OPINIÃO

Intelectuais transformadores

Osvaldo Biz / Publicado em 8 de setembro de 1997

“Todos os homens são intelectuais; mas nem todos desempenham na sociedade a função de intelectuais”
(Antônio Gramsci)

No mês de outubro, quando o professor comemora o seu dia, no qual alguns discursos interesseiros e hipócritas exaltam o magistério, é oportuno pensar e repensar sobre o papel fundamental desta classe frente a uma sociedade em mudança.

Muitos educadores, em seus escritos ou na sua prática, têm insistido no cultivo de uma consciência crítica, em contraponto a uma consciência ingênua, conformista, fatalista, indiferente. Sem dúvida, é triste a resignação diante daquilo que nos é passado como inevitável.

O pedagogo Paulo Freire afirma que o grande tento marcado pelos desfortunados é a descoberta de que a atual ordem do mundo pode ser mudada, uma vez que ela foi construída para satisfazer às necessidades e interesses de um grupo minoritário. Não aceitar o mundo como imutável é o primeiro passo e desafio de alguém que quer exercer um trabalho de transformação. (FREIRE, Paulo, BETTO, Frei. ESSA ESCOLA CHAMADA VIDA. São Paulo, Ática, 1994, p. 16).

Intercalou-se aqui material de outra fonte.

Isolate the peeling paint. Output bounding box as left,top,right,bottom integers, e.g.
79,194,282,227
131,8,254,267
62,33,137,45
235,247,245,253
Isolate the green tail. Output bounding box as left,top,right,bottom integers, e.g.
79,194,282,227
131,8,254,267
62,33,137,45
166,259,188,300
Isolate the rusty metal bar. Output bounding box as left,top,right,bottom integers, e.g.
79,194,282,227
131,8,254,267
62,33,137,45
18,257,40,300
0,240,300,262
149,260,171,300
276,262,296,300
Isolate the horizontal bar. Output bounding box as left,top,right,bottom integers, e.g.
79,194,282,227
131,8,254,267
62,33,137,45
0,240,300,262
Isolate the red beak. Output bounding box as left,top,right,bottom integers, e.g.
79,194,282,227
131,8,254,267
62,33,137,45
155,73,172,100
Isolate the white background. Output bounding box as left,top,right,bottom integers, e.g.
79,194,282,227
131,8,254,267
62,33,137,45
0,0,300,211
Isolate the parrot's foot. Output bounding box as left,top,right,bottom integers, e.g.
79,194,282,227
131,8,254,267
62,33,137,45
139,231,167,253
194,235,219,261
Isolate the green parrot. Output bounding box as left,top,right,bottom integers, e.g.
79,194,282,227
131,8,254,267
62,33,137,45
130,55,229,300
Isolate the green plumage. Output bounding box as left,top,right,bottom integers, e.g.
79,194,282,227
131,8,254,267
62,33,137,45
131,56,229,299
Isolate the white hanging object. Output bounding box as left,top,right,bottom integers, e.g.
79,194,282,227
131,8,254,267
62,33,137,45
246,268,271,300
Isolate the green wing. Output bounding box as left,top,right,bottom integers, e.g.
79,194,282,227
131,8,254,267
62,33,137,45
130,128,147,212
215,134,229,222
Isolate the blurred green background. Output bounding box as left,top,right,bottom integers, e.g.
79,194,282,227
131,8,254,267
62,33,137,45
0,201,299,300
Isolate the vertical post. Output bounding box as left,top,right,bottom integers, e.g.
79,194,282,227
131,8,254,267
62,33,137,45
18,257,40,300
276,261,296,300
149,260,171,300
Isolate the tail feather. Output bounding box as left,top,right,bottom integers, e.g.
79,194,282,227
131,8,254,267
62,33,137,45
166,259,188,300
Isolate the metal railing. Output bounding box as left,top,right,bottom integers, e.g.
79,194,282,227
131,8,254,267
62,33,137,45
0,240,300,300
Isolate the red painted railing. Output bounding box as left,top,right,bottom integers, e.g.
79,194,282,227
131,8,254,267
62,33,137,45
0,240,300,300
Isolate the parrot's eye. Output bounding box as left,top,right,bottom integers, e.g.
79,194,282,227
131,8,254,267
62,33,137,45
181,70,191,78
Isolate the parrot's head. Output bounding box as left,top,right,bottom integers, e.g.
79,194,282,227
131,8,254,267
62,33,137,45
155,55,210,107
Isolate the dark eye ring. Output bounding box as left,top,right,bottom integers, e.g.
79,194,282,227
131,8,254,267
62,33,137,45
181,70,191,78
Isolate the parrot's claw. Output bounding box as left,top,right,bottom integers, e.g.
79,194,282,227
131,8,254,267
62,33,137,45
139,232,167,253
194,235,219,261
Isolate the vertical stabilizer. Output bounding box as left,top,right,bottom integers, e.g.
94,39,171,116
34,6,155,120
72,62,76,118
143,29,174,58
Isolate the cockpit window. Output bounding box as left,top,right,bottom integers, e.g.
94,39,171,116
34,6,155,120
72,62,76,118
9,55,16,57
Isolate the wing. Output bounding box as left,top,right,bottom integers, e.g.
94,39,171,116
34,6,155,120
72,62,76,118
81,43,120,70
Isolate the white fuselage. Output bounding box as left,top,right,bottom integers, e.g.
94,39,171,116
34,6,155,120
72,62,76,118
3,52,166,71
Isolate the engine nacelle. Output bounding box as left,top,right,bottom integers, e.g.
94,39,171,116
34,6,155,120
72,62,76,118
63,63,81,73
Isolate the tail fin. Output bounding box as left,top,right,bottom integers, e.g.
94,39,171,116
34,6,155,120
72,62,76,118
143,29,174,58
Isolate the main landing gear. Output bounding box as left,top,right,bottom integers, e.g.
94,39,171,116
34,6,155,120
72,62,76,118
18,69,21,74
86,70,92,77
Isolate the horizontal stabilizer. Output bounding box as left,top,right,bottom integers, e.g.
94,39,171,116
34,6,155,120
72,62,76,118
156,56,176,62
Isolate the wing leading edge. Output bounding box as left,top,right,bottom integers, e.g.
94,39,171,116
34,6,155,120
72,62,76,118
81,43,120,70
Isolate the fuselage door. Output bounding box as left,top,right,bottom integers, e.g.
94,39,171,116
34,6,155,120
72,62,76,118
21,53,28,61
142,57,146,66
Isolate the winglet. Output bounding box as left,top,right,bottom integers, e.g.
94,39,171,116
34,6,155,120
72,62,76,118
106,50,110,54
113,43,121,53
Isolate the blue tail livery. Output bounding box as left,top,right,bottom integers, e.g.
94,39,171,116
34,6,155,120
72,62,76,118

O que caracterizaria tal trabalho? Sem dúvida, a denúncia das injustiças da sociedade, sabendo, já de antemão, que tal exercício provocará as iras, pressões e desagrado de muitos, cuja a segurança é a manutenção de seus privilégios. Para isto, alerta o sociólogo Edgar Morin, o intelectual deve querer sobreviver e viver como intelectual, sem engajamento partidário, distanciando-se da sociedade que examina, para que as variadas formas de pressão não o fragmentem. (MORIN, Edgar. PARA SAIR DO SÉCULO XX. Rio de Janeiro, Nova Fronteira, 1981, p. 253).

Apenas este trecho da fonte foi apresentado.